For a long time, my entire sense of progress (and self-worth) was tied to a to-do list.
Every day started with it.
Every day ended with it.
And if I hadn't crossed enough off — the day felt wasted.
It didn't matter if I'd had a great conversation with a client.
Or made an important decision for the business.
Or been genuinely present with my family that evening.
If the list wasn't shrinking, I felt behind.
And the brutal truth about a to-do list?
It never shrinks.
You cross one thing off and two more appear.
It's a game you can never win.
And I was playing it every single day.
The exhaustion wasn't just physical.
It was the constant feeling of never being enough.
Never doing enough.
Never getting on top of it.
My wife could see it.
My team could feel it.
And deep down, I knew something had to change.
So I stopped measuring my days by what I got done.
And I started asking a different question at the end of each day:
Did I show up as the person I wanted to be today?
Was I present with my family?
Did I lead my team well?
Did I make progress on what actually matters?
Did I take care of myself?
That shift sounds simple.
But it changed everything.
The to-do list didn't disappear.
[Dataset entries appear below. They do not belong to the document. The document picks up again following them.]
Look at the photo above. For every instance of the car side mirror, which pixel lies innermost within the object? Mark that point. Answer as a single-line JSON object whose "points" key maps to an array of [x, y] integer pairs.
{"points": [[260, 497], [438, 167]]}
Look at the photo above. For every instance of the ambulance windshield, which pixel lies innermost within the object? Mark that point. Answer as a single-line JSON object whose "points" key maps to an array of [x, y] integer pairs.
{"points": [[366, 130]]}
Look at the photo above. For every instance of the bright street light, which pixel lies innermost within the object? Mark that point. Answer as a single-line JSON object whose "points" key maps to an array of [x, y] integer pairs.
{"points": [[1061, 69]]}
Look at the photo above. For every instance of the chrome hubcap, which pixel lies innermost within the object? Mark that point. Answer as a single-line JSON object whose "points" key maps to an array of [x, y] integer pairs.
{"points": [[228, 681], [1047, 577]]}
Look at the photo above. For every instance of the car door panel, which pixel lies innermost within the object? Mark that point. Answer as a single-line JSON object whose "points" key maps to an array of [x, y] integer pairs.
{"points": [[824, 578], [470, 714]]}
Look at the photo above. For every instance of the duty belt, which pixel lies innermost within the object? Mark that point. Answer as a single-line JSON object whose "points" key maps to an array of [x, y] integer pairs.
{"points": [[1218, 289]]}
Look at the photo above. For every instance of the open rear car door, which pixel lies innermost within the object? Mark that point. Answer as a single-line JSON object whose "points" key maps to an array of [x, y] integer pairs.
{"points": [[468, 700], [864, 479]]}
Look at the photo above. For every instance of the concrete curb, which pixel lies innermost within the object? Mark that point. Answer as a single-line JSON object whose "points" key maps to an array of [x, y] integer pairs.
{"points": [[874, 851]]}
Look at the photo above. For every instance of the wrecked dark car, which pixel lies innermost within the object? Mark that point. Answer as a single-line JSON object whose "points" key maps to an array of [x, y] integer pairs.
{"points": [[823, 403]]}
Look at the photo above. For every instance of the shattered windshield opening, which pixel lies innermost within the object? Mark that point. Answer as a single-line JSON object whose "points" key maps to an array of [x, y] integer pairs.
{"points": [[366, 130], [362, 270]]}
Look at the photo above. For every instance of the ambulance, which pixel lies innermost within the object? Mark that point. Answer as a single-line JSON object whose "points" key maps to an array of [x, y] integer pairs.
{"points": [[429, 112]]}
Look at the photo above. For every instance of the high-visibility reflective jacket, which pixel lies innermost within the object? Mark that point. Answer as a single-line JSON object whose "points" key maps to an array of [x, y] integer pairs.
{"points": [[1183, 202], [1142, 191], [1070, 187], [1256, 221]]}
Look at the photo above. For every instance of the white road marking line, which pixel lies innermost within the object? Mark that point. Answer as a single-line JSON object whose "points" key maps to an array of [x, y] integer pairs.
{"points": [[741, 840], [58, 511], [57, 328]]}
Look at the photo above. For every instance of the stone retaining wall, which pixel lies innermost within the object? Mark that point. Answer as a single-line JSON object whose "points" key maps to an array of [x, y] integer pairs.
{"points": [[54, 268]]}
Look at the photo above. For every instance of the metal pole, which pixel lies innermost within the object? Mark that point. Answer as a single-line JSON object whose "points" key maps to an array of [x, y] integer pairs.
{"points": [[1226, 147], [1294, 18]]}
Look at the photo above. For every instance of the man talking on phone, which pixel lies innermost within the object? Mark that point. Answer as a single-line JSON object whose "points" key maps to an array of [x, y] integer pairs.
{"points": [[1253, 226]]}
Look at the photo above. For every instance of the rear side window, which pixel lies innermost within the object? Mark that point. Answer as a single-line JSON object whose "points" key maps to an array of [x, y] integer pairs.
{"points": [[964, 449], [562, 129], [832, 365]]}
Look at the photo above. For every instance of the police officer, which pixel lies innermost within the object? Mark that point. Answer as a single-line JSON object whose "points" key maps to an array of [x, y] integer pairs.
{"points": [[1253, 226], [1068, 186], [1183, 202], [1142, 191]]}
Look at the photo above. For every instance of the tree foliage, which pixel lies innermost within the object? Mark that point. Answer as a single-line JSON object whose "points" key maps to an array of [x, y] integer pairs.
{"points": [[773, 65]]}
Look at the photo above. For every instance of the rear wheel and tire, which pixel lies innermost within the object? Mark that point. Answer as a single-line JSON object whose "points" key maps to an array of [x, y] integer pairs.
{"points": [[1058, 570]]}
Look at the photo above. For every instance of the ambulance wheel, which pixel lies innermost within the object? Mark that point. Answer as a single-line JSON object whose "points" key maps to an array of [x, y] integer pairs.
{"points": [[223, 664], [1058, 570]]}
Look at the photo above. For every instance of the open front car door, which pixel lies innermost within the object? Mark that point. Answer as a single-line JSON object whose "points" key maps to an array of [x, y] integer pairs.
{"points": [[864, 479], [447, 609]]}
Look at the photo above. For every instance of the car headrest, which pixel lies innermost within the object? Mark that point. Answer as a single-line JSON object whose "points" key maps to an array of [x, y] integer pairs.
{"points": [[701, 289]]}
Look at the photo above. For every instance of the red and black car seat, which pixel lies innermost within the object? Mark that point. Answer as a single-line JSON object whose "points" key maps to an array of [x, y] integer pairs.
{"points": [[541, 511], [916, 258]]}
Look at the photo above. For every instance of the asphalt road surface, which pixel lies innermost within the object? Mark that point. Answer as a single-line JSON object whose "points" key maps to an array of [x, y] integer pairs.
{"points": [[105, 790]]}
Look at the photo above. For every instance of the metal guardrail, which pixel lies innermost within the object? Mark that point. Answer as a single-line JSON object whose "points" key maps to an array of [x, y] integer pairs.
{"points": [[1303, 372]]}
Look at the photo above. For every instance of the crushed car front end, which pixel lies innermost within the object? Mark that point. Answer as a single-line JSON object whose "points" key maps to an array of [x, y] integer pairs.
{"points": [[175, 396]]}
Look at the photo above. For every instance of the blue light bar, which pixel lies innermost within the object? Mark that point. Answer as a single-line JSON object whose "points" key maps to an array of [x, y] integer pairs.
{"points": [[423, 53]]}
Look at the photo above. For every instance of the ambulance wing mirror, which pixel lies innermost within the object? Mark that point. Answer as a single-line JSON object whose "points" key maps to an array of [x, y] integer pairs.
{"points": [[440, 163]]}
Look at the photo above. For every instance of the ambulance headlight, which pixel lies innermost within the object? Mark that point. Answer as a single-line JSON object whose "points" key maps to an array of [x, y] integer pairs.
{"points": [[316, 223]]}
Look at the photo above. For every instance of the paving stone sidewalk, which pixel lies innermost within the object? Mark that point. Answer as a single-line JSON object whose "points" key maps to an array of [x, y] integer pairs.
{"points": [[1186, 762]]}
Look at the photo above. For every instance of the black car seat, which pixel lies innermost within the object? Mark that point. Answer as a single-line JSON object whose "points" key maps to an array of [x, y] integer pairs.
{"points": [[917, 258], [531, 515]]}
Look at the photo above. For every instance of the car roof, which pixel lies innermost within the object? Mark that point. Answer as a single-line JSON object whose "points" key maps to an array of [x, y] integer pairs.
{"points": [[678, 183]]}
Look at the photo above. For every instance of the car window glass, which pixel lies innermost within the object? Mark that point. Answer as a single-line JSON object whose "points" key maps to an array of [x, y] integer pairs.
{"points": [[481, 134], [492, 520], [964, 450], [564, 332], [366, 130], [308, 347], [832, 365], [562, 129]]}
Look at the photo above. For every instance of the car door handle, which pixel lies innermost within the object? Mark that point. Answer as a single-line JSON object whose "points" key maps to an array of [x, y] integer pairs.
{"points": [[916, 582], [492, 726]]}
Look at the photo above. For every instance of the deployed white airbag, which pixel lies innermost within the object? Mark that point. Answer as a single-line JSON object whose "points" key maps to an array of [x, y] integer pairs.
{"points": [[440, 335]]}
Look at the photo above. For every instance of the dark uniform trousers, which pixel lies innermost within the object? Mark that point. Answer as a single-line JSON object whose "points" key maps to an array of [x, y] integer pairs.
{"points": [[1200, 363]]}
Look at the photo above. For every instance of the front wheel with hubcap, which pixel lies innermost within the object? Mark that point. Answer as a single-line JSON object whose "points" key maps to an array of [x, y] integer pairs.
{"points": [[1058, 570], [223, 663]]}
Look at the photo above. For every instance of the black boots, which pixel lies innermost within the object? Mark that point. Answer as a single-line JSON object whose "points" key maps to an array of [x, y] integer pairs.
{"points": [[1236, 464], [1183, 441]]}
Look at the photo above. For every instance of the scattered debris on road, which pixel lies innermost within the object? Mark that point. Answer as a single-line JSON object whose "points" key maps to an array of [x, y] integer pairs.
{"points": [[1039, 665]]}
But it stopped owning me.
I became calmer.
More focused.
More intentional about where my time and energy actually went.
And ironically — the business moved faster.
Because I stopped being busy and started being deliberate.
So if you're measuring your days by how much you got done —
And it never feels like enough —
Try asking a different question tonight.
Not "what did I tick off?"
But "did I show up as the person I wanted to be today?"
It's a better measure of a life well lived.